Maria: ” Scusa, te la stiro subito!”
Lui: ” Eh già, sempre con la testa fra le nuvole, chissà cosa pensi, ma quando scenderai sulla terra?”
Lei con lo sguardo abbassato: ” Ma come fai a dire sempre le stesse cose? Io sono qui, e dovresti capirlo: stiro, lavo, cucino, sempre presente con i figli, la scuola, le riunioni per il catechismo, il dottore, la farmacia, ecc., e tu? Invece di lamentarti, ti sei mai chiesto cosa voglio?”
Replicando Angelo: ” Ma di cosa ti lamenti? Non ti faccio mancare nulla, hai una bella casa, due figli, un marito che è un gran lavoratore e poi… hai il coraggio di lamentarti così?” Maria: ” Io voglio solo, che tu fossi più presente, nella vita quotidiana, presente nella vita dei tuoi figli, avere più dialogo con me, essere meno egoista.”

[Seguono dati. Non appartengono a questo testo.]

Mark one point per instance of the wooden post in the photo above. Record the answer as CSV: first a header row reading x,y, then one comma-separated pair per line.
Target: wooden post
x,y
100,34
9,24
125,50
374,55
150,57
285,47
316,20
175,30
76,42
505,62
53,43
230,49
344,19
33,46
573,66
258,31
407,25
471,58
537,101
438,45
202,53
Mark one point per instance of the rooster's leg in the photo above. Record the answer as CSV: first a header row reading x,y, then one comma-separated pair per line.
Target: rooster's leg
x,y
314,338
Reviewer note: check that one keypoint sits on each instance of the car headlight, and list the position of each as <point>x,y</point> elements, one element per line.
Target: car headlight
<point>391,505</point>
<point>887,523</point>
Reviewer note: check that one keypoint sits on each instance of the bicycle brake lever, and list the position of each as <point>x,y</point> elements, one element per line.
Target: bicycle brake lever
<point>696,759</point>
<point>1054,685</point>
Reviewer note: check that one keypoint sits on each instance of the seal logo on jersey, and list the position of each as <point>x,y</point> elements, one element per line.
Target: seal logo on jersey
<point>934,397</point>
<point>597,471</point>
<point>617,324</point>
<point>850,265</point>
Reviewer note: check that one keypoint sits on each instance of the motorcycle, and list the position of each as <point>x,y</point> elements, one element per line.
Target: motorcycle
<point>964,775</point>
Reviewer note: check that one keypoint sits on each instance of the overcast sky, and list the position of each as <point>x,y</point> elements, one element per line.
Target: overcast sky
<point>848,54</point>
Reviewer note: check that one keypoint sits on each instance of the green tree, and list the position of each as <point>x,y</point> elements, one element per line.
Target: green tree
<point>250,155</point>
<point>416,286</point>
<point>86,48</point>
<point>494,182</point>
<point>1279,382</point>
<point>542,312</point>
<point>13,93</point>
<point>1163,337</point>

Lui: ” Ecco la solita storia, cosa mi vuoi rinfacciare? Io lavoro per non farvi mancare nulla, dovresti ringraziarmi, per avere un marito così!”
Lei con gli occhi umidi rispose: ” Perché mi urli così? Solo perché vorrei maggiori attenzioni?”
Angelo rispose: ” Beh, lasciamo perdere, ho fretta e devo andare. Allora è tutto pronto? O con la tua testa, pensi chissà a chi o a che cosa?”
Maria rassegnata, di fronte alla prepotenza di lui rispose: ” Perché quando ti faccio una domanda mi aggredisci?”
E lui: ” Mi hai stancato, ti chiamo quando arrivo a destinazione.”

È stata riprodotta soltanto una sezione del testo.